I have the function
$$
f(x)=\cases{\frac{1}{\sqrt{\sinh^2(a)-\sinh^2(ax)}} & $-1 \leq x \leq1$ \\ 0 & otherwise}
$$
Where $a \in \mathbb{R}^+$. Here is a plot of $f$:
It would be very convenient if I could justify (in any way: maybe distributionally?) that
$$
f(x)=A\left[ \delta(x-1)+\delta(x+1) \right]+B+\mathcal{O}(?) \quad ; \quad a \to \infty \tag{1}
$$
For some $x$ independent constants $A$ and $B$. I am uncertain of how to do this, or how to estimate the error.
What I've tried
My thought was to look at the Fourier series of $f$, and associate terms with the Fourier series of (2). By expanding (1) around $x= \pm1$, I can find a Laurent series in $(x \pm 1)$, and perform the Fourier integral term by term. The result is messy, and worse: does not allow easy comparison to the Fourier series of (2). This may not be a fruitful approach.
By looking at the wiki page about mollifiers, it seems I need to claim something like: $a f(x) \to \delta (x \pm1), \ a \to \infty$. Superficially, this appears to work, but I'm not sure how to make it concrete, or if there should be any other factors next to $af(x)$ (other than a factor to ensure normalization to unity).
Questions
- How can I estimate the error and find $A$ and $B$ in (1)?
- If $A$ and $B$ cannot be found, how can I find the ratio $A/B$?
Background
$f(x)$ will eventually appear beneath an integral with a Green's function $G$. I'd like to formulate this for arbitrary $G$. We can take some liberties about the 'niceness' of $G$, as necessary. In particular, it has a well behaved Fourier transform.
Best Answer
@Sal: Not the answer you're looking for I'm sure, and I anticipate the MSE gods will delete this in short order, but perhaps it helps you in the meantime as you continue your research.
After messing about with things a bit, analytically and numerically, a similar function has the delta-like property.
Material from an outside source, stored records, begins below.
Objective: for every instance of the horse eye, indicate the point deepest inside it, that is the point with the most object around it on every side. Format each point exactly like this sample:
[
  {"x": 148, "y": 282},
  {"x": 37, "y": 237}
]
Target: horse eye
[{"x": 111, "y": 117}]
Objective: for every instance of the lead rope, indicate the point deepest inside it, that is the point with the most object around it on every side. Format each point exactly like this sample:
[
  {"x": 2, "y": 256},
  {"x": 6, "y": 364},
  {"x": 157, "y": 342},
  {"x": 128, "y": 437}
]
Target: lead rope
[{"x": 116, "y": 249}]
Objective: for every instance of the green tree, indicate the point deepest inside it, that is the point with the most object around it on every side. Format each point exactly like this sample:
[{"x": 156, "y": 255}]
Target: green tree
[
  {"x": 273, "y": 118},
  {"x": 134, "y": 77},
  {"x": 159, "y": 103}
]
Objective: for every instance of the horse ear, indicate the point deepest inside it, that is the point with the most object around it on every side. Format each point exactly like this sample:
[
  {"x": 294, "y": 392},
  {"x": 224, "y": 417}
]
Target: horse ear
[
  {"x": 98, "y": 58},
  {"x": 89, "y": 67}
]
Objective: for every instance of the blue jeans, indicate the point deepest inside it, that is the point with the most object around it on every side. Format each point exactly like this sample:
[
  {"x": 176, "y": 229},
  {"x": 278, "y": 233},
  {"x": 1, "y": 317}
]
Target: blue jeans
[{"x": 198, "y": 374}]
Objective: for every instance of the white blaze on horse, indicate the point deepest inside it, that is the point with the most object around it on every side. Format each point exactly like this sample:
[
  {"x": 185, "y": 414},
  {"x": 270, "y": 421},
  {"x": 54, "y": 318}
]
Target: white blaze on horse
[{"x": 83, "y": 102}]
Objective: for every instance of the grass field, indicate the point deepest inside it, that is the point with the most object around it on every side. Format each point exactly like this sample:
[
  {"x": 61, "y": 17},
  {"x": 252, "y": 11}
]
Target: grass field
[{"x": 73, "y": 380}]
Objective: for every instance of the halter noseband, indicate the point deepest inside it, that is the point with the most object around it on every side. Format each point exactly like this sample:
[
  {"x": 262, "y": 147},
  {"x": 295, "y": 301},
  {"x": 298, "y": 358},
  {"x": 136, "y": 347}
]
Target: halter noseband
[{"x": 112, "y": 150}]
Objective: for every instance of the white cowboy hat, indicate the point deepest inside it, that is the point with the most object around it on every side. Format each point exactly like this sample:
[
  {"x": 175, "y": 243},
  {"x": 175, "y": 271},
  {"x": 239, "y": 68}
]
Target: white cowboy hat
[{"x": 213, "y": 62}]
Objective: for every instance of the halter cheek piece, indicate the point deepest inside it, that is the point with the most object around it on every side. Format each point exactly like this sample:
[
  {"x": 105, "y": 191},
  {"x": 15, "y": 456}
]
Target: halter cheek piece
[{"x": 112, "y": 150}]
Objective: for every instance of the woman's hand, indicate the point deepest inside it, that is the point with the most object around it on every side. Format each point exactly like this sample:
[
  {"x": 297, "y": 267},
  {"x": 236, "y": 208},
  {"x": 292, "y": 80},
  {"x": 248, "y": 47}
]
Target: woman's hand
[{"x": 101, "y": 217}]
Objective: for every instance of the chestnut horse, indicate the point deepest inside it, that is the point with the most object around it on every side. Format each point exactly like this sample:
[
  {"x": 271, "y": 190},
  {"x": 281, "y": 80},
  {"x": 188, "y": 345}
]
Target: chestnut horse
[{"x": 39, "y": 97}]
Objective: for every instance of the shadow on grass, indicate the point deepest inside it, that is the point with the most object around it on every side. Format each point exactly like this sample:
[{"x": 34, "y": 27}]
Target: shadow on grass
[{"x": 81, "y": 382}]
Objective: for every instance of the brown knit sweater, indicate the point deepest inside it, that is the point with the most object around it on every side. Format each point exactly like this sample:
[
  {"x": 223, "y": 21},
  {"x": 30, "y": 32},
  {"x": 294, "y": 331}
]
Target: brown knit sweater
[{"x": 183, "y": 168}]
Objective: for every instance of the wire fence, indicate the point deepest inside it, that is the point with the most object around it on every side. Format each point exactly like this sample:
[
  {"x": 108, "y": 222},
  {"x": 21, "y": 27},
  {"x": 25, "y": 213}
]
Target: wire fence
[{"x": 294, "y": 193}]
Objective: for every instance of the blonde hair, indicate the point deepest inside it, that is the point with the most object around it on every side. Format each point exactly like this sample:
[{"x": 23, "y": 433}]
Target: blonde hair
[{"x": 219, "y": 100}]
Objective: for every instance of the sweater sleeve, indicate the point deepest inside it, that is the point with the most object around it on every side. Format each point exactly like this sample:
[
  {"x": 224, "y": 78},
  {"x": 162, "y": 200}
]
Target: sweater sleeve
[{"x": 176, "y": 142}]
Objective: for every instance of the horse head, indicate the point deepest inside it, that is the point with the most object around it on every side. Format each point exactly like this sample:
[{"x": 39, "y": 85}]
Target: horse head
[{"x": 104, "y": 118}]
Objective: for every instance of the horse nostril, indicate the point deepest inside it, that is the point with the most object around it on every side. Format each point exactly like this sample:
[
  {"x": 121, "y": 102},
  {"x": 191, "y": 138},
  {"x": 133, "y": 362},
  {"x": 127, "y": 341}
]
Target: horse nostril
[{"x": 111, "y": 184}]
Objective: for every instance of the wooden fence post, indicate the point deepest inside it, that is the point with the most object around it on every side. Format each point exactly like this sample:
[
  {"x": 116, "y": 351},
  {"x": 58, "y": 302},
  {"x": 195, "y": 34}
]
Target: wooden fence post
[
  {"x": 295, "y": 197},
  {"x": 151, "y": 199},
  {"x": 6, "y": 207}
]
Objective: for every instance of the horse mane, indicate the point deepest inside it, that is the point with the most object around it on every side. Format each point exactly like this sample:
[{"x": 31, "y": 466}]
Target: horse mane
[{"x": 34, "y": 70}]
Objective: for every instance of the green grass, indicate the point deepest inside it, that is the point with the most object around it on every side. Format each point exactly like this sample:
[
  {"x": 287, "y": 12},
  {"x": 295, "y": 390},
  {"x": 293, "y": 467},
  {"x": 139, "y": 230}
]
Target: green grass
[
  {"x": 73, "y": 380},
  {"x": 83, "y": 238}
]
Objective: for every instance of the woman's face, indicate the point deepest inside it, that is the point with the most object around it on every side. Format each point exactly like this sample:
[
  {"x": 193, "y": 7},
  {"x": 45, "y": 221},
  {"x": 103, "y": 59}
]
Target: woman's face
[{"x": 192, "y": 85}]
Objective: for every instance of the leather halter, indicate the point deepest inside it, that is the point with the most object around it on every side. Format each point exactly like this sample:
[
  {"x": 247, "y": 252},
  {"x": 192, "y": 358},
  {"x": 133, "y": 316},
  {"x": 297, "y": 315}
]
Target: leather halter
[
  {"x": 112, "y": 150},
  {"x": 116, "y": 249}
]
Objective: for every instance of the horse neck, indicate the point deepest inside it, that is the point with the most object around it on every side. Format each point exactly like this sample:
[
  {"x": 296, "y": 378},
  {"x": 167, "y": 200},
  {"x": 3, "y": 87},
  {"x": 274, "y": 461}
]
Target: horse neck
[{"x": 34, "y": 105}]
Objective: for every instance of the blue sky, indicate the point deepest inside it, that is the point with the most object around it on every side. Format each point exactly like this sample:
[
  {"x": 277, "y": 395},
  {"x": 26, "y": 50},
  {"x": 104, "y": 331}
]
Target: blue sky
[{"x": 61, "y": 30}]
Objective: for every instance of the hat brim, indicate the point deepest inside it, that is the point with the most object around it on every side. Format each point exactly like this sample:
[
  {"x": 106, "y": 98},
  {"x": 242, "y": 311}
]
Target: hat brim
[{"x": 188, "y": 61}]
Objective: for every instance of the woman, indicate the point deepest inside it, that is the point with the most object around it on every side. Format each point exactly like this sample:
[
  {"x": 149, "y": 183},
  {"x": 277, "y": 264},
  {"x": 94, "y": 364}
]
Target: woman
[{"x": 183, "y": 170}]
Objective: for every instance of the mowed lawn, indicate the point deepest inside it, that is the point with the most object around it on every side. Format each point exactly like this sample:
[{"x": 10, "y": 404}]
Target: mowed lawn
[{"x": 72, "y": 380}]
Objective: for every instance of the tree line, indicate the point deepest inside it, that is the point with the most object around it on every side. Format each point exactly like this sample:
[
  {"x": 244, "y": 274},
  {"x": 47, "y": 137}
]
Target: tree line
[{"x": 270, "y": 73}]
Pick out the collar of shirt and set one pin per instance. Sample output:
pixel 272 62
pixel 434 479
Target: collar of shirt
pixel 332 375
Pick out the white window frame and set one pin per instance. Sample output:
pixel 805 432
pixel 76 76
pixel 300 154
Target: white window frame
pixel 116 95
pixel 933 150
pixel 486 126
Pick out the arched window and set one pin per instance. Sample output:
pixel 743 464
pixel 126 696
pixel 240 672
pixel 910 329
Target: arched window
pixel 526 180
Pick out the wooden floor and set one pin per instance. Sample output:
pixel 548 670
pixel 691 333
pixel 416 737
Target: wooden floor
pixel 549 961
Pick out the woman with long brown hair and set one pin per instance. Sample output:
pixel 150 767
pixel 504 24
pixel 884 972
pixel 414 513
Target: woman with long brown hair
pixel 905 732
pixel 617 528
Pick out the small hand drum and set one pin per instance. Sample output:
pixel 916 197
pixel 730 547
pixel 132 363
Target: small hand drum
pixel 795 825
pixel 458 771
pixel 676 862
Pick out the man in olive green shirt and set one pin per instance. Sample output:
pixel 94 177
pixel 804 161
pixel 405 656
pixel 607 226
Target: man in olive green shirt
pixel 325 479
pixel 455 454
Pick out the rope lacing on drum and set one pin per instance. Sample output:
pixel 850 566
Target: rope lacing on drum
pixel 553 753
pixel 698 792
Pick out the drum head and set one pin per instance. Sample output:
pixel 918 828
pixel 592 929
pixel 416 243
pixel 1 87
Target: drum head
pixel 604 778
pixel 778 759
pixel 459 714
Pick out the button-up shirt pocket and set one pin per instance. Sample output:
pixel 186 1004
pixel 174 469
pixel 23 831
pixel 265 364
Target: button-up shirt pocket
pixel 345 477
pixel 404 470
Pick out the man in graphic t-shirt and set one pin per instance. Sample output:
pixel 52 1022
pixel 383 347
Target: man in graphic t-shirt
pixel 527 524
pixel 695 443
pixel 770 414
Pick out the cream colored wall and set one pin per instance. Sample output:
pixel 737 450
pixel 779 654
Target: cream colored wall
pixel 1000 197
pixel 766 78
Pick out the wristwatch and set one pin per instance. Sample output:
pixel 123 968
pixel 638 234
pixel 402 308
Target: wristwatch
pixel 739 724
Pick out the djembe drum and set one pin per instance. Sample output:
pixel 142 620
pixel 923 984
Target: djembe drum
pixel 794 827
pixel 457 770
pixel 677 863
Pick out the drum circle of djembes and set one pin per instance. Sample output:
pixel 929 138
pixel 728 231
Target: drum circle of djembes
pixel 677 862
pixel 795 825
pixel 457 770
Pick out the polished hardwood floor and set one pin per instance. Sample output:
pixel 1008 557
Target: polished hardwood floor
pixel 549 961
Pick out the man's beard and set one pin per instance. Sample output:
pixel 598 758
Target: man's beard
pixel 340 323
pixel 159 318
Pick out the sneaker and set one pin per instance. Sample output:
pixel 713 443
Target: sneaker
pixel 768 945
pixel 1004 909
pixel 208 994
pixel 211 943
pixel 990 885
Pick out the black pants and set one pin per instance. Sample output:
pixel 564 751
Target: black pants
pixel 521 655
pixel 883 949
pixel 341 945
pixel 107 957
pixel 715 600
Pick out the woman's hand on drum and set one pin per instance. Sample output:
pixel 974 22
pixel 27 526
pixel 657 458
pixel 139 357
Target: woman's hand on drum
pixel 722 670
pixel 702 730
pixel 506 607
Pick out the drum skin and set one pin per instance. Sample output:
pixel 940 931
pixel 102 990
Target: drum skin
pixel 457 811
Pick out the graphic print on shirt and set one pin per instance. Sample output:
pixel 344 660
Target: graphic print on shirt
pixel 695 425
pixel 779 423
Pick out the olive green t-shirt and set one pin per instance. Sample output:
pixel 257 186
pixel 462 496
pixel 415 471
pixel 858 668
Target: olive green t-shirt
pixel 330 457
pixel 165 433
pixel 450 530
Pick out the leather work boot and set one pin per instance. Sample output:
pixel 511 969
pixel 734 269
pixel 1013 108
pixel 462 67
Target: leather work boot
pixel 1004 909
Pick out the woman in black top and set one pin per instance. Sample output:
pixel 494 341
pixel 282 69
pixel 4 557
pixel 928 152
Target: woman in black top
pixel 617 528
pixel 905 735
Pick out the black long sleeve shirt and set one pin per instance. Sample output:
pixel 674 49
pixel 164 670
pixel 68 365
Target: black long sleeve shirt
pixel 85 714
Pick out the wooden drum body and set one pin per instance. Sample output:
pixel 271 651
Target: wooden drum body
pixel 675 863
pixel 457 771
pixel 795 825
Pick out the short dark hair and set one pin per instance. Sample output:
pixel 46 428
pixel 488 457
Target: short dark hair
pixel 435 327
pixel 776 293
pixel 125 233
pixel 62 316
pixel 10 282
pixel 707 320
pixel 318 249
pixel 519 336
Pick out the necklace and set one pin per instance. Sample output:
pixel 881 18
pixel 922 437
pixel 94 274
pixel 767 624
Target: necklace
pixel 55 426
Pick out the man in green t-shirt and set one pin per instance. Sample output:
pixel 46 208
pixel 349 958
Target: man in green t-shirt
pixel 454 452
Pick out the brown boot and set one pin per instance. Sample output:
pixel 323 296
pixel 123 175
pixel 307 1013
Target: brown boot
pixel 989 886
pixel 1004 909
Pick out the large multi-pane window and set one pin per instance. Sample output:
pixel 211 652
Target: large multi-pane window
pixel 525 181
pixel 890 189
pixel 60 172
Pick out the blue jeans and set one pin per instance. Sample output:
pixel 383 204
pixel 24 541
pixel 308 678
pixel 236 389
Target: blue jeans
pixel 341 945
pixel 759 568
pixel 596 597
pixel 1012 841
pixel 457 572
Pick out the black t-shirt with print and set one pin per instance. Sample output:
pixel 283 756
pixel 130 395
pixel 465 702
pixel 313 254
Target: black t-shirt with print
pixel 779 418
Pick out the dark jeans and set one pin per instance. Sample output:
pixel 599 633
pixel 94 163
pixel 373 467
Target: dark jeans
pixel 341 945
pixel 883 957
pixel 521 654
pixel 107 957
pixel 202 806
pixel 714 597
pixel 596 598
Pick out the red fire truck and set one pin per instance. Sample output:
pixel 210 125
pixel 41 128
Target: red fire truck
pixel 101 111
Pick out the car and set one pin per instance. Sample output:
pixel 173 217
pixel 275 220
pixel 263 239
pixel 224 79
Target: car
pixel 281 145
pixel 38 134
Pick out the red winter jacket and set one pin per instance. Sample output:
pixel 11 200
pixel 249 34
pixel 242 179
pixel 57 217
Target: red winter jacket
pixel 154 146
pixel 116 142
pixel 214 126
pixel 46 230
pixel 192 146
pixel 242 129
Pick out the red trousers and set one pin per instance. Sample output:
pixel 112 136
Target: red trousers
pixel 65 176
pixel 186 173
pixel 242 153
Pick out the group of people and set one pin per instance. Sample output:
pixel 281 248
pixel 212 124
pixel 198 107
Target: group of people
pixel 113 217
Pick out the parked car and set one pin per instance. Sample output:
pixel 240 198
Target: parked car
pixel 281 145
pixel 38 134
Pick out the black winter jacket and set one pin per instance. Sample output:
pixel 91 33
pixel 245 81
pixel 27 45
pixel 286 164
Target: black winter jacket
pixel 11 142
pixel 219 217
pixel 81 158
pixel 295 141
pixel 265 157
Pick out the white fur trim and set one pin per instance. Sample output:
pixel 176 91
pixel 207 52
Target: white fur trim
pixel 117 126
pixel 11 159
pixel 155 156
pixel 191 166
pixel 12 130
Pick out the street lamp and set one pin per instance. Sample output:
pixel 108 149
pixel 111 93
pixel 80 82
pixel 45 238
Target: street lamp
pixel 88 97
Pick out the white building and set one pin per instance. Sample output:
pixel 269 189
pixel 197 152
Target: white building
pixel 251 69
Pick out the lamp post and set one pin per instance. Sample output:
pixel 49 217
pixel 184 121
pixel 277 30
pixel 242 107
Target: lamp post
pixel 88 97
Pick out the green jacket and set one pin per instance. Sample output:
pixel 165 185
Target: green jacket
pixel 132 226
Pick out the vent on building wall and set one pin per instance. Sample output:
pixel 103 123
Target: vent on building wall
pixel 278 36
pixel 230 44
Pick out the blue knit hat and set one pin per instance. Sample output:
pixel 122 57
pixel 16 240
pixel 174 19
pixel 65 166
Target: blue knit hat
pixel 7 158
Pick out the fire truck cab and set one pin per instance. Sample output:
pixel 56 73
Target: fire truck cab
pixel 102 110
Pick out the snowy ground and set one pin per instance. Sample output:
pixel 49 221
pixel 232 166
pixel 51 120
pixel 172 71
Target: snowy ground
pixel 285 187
Take $\phi_a(x) = \frac{2}{\pi}\frac{a\sinh(ax)}{(\sinh^2 a - \sinh^2(ax))^{1/2}}$ on $0 < x < 1$. Then completely experimentally and without proof (or perhaps fodder for another post!) it appears $\int_0^1\, g(x)\phi_a(x)\, dx \rightarrow g(1)$ as $a \rightarrow \infty$ for a smooth function $g$.
== ADDED ==
If you want to approximate $f$ by $A\delta(x + 1) + A\delta(x - 1) + B$ in some sense, you'll probably want something like \begin{equation*} \int_{-1}^{1}\, g(x)f(x; a)\, dx - A g(-1) - Ag(1) - B\int_{-1}^1\, g(x)\, dx \rightarrow 0 \end{equation*} as $a \rightarrow \infty$ to hold. Use a few examples, $g(x) = 1, x^2, x^4, \dots$ and work out what $A$ and $B$ would need to look like. For example with $g = 1$ I get $\int_{-1}^1\, f(x; 20)\, dx = 4.12252\times 10^{-9}$ and with $g(x) = x^2$, $\int_{-1}^1\, x^2 f(x; 20)\, dx = 1.37424 \times 10^{-9}$. To me this path doesn't look promising. The area under the singular portions simply isn't big enough to mimic a delta function.